Para a alocação dos contratos de resseguros existe um mundo totalmente à parte e alheio ao conhecimento dos segurados. Trata-se de um contrato bem delimitado, com obrigações definidas entre ressegurador e ressegurado sobre o qual se pode tecer vários comentários, pois, conforme alertado, é uma estrutura construída ao longo dos séculos, como forma de oferecer proteção às seguradoras que atuam com seguros de todos os ramos e capacidade de aceitação de seguros que não poderiam ser assumidos por uma só companhia, como ocorre com as hipóteses de ocorrências relacionadas a eventos catastróficos, furacões, terremotos, tsunamis, secas, incêndios na costa oeste americana ou canadense e mesmo seguros de grandes plantas industriais a exemplo de plataformas de petróleo, aviões, navios, foguetes.
Já o cosseguro é uma figura com regulamentação exclusivamente nacional, presente em regramento normativo da SUSEP - Superintendência de Seguros Privados, com uma dose significativa de decisão em poder dos próprios contratantes que são as seguradoras.

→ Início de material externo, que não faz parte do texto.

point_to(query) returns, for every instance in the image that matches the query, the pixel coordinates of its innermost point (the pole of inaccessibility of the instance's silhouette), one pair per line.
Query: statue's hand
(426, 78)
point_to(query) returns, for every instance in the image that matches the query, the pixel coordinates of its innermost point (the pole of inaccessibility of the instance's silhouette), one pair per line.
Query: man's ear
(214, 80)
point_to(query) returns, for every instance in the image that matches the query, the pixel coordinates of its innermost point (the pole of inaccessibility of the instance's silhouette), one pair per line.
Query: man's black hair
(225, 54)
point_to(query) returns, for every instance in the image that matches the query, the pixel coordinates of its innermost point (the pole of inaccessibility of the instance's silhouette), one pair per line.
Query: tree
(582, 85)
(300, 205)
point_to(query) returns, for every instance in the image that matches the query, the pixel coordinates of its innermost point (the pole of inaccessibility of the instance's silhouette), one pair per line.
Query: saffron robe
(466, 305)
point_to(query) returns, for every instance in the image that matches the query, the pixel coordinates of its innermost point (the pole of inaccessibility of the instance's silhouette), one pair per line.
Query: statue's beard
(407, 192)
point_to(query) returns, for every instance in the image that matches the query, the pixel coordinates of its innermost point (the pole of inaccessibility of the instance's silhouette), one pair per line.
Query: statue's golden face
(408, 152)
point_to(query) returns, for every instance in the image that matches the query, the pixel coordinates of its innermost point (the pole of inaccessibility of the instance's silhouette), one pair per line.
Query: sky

Também se dedica a distribuir os riscos assumidos, em geral, pela cessão proporcional dos prêmios cobrados, pois, não há previsão de distribuição em excesso de danos dos prêmios e valores segurados.
O detalhe crucial dessa operação é que se dá entre empresas concorrentes. Seguradoras que sozinhas não reúnem ativos ou interesse em assegurar uma planta industrial, a responsabilidade civil de uma atividade perigosa ou mesmo a administração de uma carteira em que as apólices estejam mais pulverizadas. Para que possam se desincumbir dessa tarefa estabelecem acordos comerciais com suas congêneres, estipulando uma líder dos negócios, normalmente, aquela que atua no segmento ou região determinada, chamada cedente e que fará a emissão das apólices com a cessão de um percentual do risco e do prêmio de cada negócio4. Recebe em troca uma comissão de cosseguro para remunerar os esforços de captação, inspeção de riscos, subscrição, atendimento e desenvolvimento de negócios.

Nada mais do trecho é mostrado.